I'll never coerce anyone in to stepping forward as a donor for myself nor anyone else. When my Dad donated his all of those years ago, he was just turning 67 and had just retired. He underwent tissue typing tests, known as "cross matching" where they take bloods from myself and the donor, merge them together in the lab to fully test for compatibility.
So there you have it. I am doing ok, we are scared but remaining resolute here in the Lewis household that it will all come together.
Have to stay positive, there is no "or" as I said above, I am only 51 and want to live into old age.

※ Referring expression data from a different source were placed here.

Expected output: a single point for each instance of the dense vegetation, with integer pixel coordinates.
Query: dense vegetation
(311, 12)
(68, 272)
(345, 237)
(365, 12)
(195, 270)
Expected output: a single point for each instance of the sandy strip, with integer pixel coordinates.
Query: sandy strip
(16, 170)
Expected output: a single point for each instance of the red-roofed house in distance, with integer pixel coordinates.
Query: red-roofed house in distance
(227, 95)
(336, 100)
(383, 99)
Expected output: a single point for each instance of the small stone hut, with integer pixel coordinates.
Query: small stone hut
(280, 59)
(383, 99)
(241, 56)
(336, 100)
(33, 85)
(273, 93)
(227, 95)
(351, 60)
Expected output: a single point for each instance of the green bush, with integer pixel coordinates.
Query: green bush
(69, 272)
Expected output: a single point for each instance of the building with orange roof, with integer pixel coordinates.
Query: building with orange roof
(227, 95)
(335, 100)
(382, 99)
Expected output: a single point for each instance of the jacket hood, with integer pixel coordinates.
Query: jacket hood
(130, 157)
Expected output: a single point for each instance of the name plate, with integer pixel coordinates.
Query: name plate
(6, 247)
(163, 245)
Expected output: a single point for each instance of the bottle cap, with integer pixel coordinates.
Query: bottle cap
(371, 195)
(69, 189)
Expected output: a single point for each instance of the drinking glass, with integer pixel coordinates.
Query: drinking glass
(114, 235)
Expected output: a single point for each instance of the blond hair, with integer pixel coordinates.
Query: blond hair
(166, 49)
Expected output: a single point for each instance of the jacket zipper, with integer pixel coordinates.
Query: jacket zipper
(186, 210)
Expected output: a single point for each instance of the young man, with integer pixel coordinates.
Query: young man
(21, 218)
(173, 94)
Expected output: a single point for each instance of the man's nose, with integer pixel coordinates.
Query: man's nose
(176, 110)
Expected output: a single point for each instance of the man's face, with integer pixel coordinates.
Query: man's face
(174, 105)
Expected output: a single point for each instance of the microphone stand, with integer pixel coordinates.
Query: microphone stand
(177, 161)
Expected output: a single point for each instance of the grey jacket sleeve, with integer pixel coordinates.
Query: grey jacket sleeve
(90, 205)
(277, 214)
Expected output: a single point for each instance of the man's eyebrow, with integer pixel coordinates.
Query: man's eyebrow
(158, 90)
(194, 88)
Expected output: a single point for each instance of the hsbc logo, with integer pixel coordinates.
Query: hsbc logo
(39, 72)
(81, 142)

Earlier in the post I said I felt way better after the transplant and didn't explain why. We always say, "I am feeling fine thanks", when people ask and pre-transplant I honestly believed that to be the case. It wasn't until after I recovered and was back to normal that I realised, I definitely wasn't, because what felt alright to me was the result of a long period of deteriotation in health, that I ddn't feel unwell because I didn't feel drastically worse at any point. It's not until afterwards, the difference was noticeable. So many people say this who've been through the same course of treatment and surgery. It was quite the revelation.